539. Thou art not ignorant of the sweet efficacy con
tained in the memory of the works performed by my
most holy Son : and although thou canst so copiously
avail thyself of the light given thee to be thankful : yet,
in order that thou mayest fear so much the more the
danger of forgetfulness, I particularly inform thee that
the saints in heaven, comprehending by the divine light
these mysteries, are astonished at themselves for not
having paid more attention to them during their life.
And if they were capable of pain, they would be deeply
grieved for their tardiness and carelessness in not having
set proper value upon the works for the Redemption, and
for failing in the imitation of Christ. All the angels
and saints, by an insight hidden to mortals, wonder at
the cruelty of human hearts against themselves and
against Christ their Redeemer. Men have compassion
neither for the sufferings of the Lord, nor for the suffer
ings they themselves stand in danger of incurring. When
the foreknown, in unending bitterness shall recognize
their dreadful forgetfulness and their indifference to the
works of Christ their Savior, their confusion and despair
will be an intolerable punishment, and it alone will be
a chastisement beyond all imagination ; for they will then
see the copiousness of the Redemption, which they have
despised ( Ps. 44, 11). Hear me, my daughter, and bend
thy ears to these counsels and doctrines of eternal life.

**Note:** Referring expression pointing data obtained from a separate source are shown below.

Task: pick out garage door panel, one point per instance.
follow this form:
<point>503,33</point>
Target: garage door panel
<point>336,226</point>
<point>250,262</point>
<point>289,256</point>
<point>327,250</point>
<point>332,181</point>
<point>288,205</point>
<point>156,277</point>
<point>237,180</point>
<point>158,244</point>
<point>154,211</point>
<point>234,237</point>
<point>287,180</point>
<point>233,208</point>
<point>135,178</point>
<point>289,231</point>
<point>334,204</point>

Cast out from thy faculties every image and affection
toward human creatures and turn all the powers of thy
heart and soul toward the mysteries and blessings of the
Redemption. Occupy thyself wholly with them, ponder
and weigh them, give thanks for them as if thou alone
wert in existence, as if they had been wrought solely for
thee, and singly for each human being in particular
(Gal. 2, 20). Thus thou wilt find life and the way of
life, proceeding thus thou canst not err; but thou shalt
find therein the light of thy eyes and true peace.